Over on Business Insider, they share some examples of how things have gone wrong for some users -- if the users are to believed. Trolling or not, the potential for these things are all too real. As someone who planned a family funeral earlier this year, and utilized Gmail to do so, the last thing I would want is an April Fool's prank sabotaging it.

Those that use Gmail for business, could end up losing their jobs, or potentially embarrassing themselves in front of coworkers or clients. While you may think this is overkill, I am honestly rethinking my use of Gmail going forward.


I covered similar nonsense in a 2014 article called "Hey Google, grow up -- enough with the April Fool pranks already". In it, I wrote the following regarding a "Shelfie" prank.

It set my theme as a picture of Katy Perry -- While seemingly harmless, I was checking my email in public. I like to get respect from people I work and meet with. The picture makes me look goofy. I actually like Ms. Perry, but not when I am trying to make a certain impression. Some may say that I could have just closed the window. However, the pop-up says "Not sure? Use the Top Trending Shelfies". I wasn't sure, so that's what I did.

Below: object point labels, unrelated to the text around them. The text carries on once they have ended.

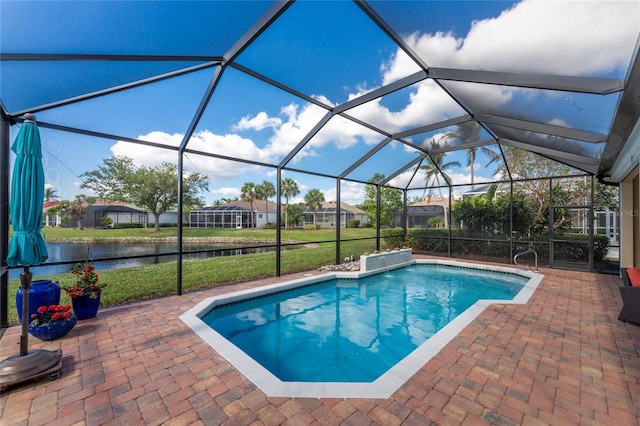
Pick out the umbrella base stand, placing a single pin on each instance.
(36, 364)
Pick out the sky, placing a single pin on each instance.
(328, 51)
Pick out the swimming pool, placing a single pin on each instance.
(351, 334)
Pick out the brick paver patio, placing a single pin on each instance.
(561, 359)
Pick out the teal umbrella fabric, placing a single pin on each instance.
(27, 246)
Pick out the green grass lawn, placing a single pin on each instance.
(148, 281)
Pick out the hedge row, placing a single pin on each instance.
(436, 241)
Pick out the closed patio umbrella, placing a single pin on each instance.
(27, 248)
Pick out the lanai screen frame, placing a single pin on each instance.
(626, 116)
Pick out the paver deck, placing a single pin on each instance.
(561, 359)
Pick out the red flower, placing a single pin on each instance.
(47, 314)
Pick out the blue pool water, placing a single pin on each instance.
(348, 330)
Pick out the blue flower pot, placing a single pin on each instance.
(41, 293)
(53, 330)
(85, 307)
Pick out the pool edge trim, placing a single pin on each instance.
(383, 387)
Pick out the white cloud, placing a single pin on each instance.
(259, 122)
(559, 37)
(225, 192)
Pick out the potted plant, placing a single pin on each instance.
(85, 293)
(52, 322)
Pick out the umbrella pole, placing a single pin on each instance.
(28, 365)
(25, 283)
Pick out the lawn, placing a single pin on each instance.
(148, 281)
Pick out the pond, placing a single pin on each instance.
(61, 252)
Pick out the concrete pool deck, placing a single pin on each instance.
(562, 358)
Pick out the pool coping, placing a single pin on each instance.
(382, 387)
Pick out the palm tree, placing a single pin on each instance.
(313, 200)
(248, 193)
(434, 170)
(470, 132)
(288, 188)
(265, 191)
(465, 133)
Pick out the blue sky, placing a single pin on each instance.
(329, 51)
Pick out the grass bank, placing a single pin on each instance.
(150, 281)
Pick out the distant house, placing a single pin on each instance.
(50, 219)
(418, 216)
(237, 214)
(326, 215)
(116, 211)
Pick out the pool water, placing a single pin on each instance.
(354, 330)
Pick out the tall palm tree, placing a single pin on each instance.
(313, 200)
(264, 191)
(465, 133)
(288, 188)
(248, 193)
(434, 170)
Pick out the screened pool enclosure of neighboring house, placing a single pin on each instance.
(355, 99)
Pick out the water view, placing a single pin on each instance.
(155, 252)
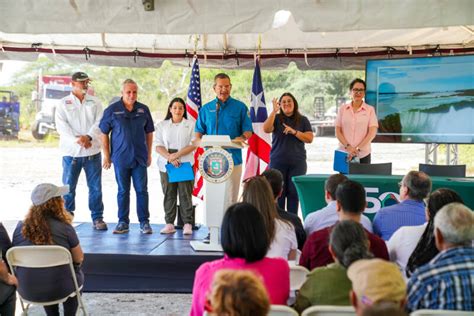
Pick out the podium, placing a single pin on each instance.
(216, 166)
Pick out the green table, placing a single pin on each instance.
(381, 190)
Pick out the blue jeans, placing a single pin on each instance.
(92, 166)
(138, 174)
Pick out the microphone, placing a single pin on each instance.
(218, 106)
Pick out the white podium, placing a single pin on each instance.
(216, 166)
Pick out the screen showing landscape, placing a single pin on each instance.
(423, 100)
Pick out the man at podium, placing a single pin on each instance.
(226, 116)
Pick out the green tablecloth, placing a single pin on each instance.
(381, 190)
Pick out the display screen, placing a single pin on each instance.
(423, 100)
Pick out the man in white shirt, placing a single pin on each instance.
(77, 119)
(327, 216)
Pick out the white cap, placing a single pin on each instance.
(44, 192)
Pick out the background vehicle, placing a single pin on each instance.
(9, 114)
(50, 89)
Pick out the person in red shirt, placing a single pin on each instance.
(350, 203)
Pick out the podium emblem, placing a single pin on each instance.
(216, 165)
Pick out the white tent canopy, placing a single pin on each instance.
(316, 34)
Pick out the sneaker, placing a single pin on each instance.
(188, 229)
(168, 229)
(99, 224)
(207, 240)
(146, 228)
(121, 228)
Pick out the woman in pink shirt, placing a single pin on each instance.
(245, 246)
(356, 124)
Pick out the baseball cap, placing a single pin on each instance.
(375, 280)
(80, 76)
(45, 191)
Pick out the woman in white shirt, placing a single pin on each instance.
(173, 143)
(413, 246)
(281, 233)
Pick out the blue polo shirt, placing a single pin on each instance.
(234, 120)
(128, 146)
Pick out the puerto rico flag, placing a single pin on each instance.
(258, 153)
(193, 105)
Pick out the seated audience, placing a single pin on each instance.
(329, 285)
(375, 281)
(350, 203)
(415, 245)
(48, 223)
(327, 216)
(245, 246)
(8, 282)
(281, 233)
(238, 293)
(384, 309)
(275, 178)
(447, 281)
(414, 187)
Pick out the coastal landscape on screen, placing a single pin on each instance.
(423, 100)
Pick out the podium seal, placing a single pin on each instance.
(216, 165)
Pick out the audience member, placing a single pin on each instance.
(414, 187)
(48, 223)
(384, 309)
(329, 285)
(281, 233)
(327, 216)
(238, 293)
(415, 245)
(447, 281)
(275, 178)
(350, 202)
(375, 281)
(8, 282)
(245, 246)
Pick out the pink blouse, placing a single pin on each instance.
(355, 125)
(274, 272)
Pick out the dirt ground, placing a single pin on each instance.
(22, 167)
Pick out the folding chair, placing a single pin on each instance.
(282, 310)
(44, 257)
(436, 312)
(329, 310)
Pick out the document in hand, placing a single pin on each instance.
(179, 174)
(340, 162)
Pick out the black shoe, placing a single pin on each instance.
(207, 240)
(146, 228)
(99, 224)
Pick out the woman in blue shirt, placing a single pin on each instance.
(290, 131)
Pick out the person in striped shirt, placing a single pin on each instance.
(447, 281)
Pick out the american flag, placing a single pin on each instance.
(258, 154)
(193, 105)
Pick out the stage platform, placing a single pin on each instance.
(135, 262)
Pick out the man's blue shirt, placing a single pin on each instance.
(389, 219)
(128, 133)
(233, 119)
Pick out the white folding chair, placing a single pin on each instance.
(297, 277)
(282, 310)
(329, 310)
(43, 257)
(436, 312)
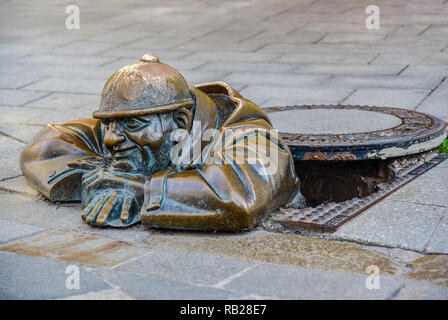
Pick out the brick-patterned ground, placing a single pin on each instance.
(275, 53)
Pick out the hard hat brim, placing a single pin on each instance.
(142, 111)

Enough, Google. You have been doing this for far too long. Luckily, with the "Mic Drop" prank, Google got the message and pulled it. Anchidin writes the following.

Well, it looks like we pranked ourselves this year. ? Due to a bug, the Mic Drop feature inadvertently caused more headaches than laughs. We’re truly sorry. The feature has been turned off. If you are still seeing it, please reload your Gmail page.

Calling this a bug is disingenuous, adding more fuel to the fire. Either way, it can't harm anyone else today.

Do you think it is time for Google to drop the April Fool's Day shtick? Tell me in the comments.

UPDATE: Google apologizes a second time.

We heard feedback that some of you were negatively impacted by this feature, so we quickly turned it off late last night. In addition, we are working to bring back Mic-Dropped messages that had subsequent replies to your inbox, so you can read those.

We realize many of you use Gmail for very important messages, and we are sorry if Mic Drop was in any way harmful to you. Note that if you’re a Google Apps business, education or government user this feature was never turned on.

At Google we have a culture of sharing what we learned when things go wrong, and we want to share these learnings with you:

  1. We should have asked you before turning on the feature, and it should have included a confirmation before sending.
  2. We didn't anticipate accidental clicks: "Send + Mic Drop" was too close to other send buttons ("Send" as well as "Send & Archive"), which caused confusion. 
  3. And yes there was a bug. It was rare, but possible to press the regular "Send" button and still Mic Drop if you did the following: 
  • Opened a new compose window
  • Pressed the “Send & Mic Drop” button with no recipients and saw error message
  • Edited the message by adding message recipient(s)
  • Pressed the regular send button.

Again, sorry. We love April Fools jokes at Google, and we regret that this joke missed the mark and disappointed you.